Especially noteworthy is one server (highlighted in the following figure) of the headquarters in datacenter-2, which has a policy status of 5. The administrators should take this server offline immediately, because it could spread to the other servers as well. Probably the administrators haven’t realized the problem yet, because over 90% of the servers (> 40.000 hosts) have no problem at all.

 

 

MC 1.2  Use your visualization tools to look at how the network’s status changes over time. Highlight up to five potential anomalies in the network and provide a visualization of each. When did each anomaly begin and end? What might be an explanation of each anomaly?

 

Potential Anomaly #1

 

To provide a compact, but high-density information display, we implemented the following matrix idea.

 

The 5x5 colored matrix represents all possible combinations of policy and activity scores. This represents the number of hosts for an aggregated time-span for a single region. In the example above we highlight the rectangle which contains two hosts having policy status 5 and activity flag 3. This matrix alone is not that insightful, but when we arrange them in a small multiple display, clear patterns become visible. Each row in the following figure represents the time series for a particular region. Each column represents one hour in the dataset. The ordering of the columns is done according to a MDS projection of the geographic coordinates of the respective headquarters. Geographically near regions are plotted near to each other. As a result the following day/night pattern occurs, which is slightly shifted because of the different time zones.

 

The 12th column shows the headquarters. There seems to be 3 to 4 hour longer activity than in most other regions, which is interesting, but probably not particular critical. Again region-5 and region-10 stick out, because their hosts have many hosts with policy status 2.

 

 

Potential Anomaly #2

 

Another interesting anomaly is the fact, that there is a continuous shift to a higher policy level. This means that the hosts within the regions get more and more infected as time goes by. This can be revealed by following the rectangles and using the tooltips.

 

 

This effect can directly been seen, when using a line chart visualization. The following figure shows a clear downward trend of hosts with policy status 2 and a clear trend in the number of infected machines reaching a steep curve during the end of the time period. The reason for this is probably an unpatched security hole, which is exploited by a virus spreading in the network.

 

 

Similar to the very first figure in this submission the following figure shows what the administrator sees at a later stage of the network infection (many yellow and red machines).
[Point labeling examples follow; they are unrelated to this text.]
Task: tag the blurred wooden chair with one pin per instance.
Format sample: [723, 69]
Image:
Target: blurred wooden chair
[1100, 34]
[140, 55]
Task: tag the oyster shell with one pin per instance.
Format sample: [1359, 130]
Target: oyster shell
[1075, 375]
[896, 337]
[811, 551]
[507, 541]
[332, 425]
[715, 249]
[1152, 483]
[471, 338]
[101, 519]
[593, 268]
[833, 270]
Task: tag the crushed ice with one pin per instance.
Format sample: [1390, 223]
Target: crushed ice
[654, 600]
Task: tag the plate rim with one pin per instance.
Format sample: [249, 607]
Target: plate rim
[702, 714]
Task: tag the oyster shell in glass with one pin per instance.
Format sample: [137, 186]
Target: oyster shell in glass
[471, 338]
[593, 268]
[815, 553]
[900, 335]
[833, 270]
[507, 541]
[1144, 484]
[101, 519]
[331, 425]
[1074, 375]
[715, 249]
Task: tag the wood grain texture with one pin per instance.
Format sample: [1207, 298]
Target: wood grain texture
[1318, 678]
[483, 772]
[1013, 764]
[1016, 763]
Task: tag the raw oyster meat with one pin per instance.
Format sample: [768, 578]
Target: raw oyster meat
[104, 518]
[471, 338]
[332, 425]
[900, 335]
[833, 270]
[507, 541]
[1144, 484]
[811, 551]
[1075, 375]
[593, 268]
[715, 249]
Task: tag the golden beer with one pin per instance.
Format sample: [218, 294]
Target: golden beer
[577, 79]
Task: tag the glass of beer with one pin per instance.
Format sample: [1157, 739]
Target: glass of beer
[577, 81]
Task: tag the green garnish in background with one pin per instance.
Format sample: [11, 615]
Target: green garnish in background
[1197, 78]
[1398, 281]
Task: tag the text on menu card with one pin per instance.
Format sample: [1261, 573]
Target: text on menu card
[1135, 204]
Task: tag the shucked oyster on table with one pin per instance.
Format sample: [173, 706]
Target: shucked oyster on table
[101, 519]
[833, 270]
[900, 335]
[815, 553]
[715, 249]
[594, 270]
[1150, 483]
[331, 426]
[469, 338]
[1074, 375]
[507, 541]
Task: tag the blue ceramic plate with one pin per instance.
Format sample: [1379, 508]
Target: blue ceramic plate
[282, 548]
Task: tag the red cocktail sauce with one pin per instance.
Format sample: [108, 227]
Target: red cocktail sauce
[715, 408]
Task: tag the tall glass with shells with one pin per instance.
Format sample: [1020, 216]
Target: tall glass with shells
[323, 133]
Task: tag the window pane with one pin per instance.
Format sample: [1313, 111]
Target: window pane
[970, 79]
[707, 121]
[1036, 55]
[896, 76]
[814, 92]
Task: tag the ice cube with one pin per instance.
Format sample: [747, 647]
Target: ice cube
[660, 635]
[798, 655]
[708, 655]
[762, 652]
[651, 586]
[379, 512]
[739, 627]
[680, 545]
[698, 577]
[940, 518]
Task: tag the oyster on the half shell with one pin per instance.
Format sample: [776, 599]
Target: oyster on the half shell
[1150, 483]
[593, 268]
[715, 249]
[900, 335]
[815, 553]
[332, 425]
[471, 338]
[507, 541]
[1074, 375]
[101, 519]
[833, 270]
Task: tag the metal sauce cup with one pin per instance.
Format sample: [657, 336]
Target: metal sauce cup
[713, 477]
This really demonstrates the situational awareness which can be gained from this overview visualization for a single point in time. Interactive exploration and drill-down functionality is provided to fully explore the dataset.

 

 

 

There are many other anomalies and interesting patterns in the data, however most regions show quite similar overall patterns and trends. The administrators should definitely focus on patching the machines immediately and analyze the log files to reconstruct the malicious behavior to investigate a possible data breach.

 

Deployment of BANKSAFE

 

The developed BANKSAFE framework is a web application which makes use of scalable distributed database technologies and high-performance caching to provide situational awareness for large-scale networks.